Politics

Bernie & Mark & Carmen Warschaw

On Saturday, candidates Bernard Parks and Mark Ridley-Thomas squared off over what makes them different in the race to succeed Yvonne Burke on the county Board of Supervisors. Here's the standard Times coverage, but LAO columnist Bill Boyarsky watched the debate through a broader lens. From his piece:

Two events in the 2nd Supervisorial District pointed up some of the immense difficulties facing politics and government in Los Angeles County, and the possibilities of overcoming them.

The district, where Los Angeles City Councilman Bernard Parks and State Sen. Mark Ridley-Thomas are competing to replace retiring Supervisor Yvonne Burke, reaches from upper middle class, predominantly white stretches of West Los Angeles across Los Angeles County to the struggling Latino and African American working class neighborhoods, such as Watts Willowbrook.
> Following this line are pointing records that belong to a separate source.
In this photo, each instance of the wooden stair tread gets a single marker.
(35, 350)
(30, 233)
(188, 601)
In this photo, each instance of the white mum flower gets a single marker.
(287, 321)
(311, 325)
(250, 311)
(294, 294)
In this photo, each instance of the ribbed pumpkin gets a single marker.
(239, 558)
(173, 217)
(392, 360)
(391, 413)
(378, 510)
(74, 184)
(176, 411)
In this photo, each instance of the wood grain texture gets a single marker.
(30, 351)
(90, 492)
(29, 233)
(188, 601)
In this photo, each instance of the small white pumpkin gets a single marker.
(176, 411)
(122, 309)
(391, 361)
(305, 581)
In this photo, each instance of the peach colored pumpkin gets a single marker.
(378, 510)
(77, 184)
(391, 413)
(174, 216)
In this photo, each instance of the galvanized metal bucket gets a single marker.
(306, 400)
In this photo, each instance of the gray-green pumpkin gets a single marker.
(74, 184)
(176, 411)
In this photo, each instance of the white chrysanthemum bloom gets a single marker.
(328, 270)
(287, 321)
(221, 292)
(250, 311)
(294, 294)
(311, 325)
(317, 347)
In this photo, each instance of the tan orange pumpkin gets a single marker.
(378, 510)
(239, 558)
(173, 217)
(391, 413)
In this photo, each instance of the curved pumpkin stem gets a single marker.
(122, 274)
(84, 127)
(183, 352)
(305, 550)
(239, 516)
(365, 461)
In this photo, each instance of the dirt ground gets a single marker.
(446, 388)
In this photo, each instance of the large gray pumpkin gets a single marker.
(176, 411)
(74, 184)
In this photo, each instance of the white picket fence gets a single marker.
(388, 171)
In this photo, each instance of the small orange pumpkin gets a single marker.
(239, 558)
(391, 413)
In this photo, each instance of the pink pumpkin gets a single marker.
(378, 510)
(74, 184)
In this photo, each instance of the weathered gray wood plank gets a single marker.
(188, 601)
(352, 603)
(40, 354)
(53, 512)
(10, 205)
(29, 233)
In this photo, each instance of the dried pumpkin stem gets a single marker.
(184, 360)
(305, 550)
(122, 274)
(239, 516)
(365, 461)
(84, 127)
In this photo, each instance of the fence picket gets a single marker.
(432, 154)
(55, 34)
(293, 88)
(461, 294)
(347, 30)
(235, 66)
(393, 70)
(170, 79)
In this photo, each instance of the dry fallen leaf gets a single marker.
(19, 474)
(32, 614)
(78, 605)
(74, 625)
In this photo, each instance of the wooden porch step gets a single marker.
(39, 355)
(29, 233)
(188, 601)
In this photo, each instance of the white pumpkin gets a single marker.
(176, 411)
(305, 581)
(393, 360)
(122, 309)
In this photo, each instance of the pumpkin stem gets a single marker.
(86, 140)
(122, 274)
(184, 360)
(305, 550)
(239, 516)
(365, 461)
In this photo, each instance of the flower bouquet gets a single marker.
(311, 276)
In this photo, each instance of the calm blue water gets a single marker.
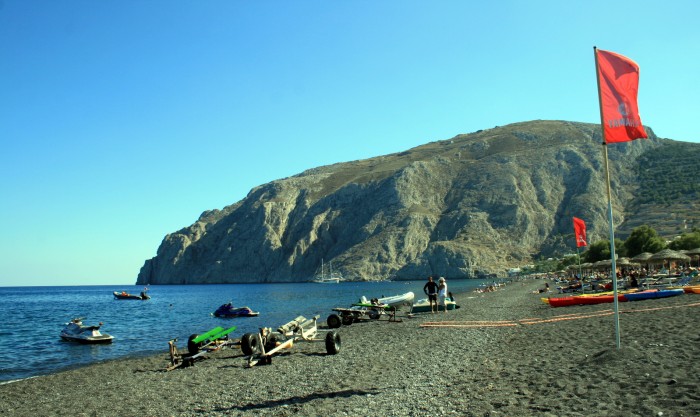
(32, 317)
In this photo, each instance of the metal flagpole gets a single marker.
(580, 274)
(610, 218)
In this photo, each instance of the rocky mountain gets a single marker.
(475, 204)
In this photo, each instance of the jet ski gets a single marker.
(76, 331)
(228, 310)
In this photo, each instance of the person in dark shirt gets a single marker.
(430, 289)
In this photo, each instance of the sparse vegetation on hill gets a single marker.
(474, 205)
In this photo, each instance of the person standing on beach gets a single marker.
(430, 289)
(442, 294)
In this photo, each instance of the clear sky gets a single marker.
(122, 121)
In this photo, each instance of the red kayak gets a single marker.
(578, 300)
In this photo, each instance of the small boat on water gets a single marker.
(423, 305)
(126, 296)
(76, 331)
(228, 310)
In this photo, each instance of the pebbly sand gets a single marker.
(510, 356)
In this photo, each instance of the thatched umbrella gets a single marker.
(642, 257)
(694, 252)
(668, 255)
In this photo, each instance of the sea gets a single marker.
(33, 317)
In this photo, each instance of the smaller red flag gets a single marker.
(618, 82)
(580, 232)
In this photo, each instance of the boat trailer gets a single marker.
(260, 347)
(359, 312)
(199, 345)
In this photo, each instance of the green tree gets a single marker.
(686, 241)
(644, 239)
(600, 250)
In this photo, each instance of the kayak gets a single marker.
(580, 300)
(692, 289)
(647, 295)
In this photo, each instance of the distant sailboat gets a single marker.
(330, 278)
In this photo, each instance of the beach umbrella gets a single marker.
(670, 256)
(626, 262)
(642, 257)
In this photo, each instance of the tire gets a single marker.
(332, 343)
(192, 348)
(249, 344)
(333, 321)
(273, 340)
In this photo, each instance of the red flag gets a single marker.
(580, 232)
(618, 81)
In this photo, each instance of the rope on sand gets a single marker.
(529, 321)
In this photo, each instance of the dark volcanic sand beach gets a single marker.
(513, 356)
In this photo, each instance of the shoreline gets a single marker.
(505, 353)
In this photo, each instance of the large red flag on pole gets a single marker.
(580, 232)
(618, 81)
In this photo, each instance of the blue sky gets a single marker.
(122, 121)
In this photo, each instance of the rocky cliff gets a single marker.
(474, 204)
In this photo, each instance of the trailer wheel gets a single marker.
(333, 321)
(192, 347)
(332, 343)
(273, 340)
(249, 344)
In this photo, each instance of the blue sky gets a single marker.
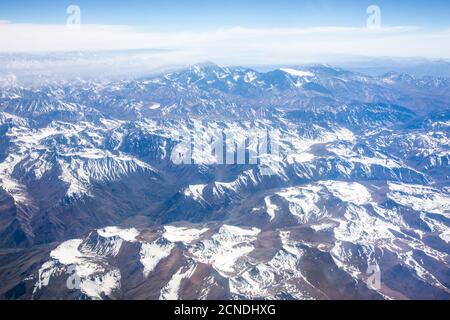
(177, 15)
(231, 31)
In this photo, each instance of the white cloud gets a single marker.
(227, 46)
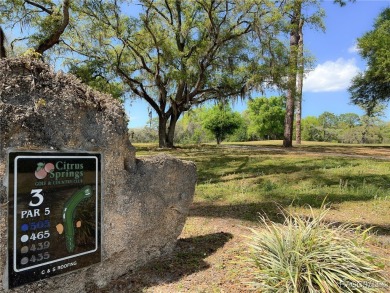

The candidates, both African American, are competing for an electorate that is strongly black

One of these events occurred roughly in the middle of the district. It was at the University of Southern California, where one of the indomitable forces in California political life, Carmen Warschaw, announced her gift of $3 million to endow the Carmen H. and Louis Warschaw chair in practical politics. A search is now on for a professor to fill the chair.

The other occurred a day later, at a smaller school, Beethoven elementary, several miles west of USC in the West Los Angeles neighborhood of Mar Vista. At Beethoven, Ridley-Thomas and Parks debated over the kind of practical political problems that the new Warschaw professor will try to teach students to solve.

Carmen and her late husband, Lou, helped shape the California Democratic party and the careers of many of its leaders. They were teenage sweethearts, attended USC together and immersed themselves in politics as volunteers, donors and in leadership positions. Carmen has played politics tough and hard. She is unforgiving to enemies, generous to friends and has always tried to fill political offices with the women and men she thought would do the best job....

There are a lot of issues in this campaign but the most important is how to reopen the badly needed public hospital in Watts Willowbrook, once known as King Drew, then King Harbor and now closed after the poorly trained and incompetent staff failed to pass federal inspections. A huge area, home of L.A. County’s poorest, has been left without a hospital.

Neither Parks nor Ridley Thomas offered satisfactory solutions.

Also: In a Sunday profile, the Times' John Mitchell calls Parks the favorite "based on name recognition alone," but adds "he's also known as a loner, someone who is aloof and rigid, a man who doesn't easily forget a slight." And the Times also reported that labor is putting $4 million behind Ridley-Thomas.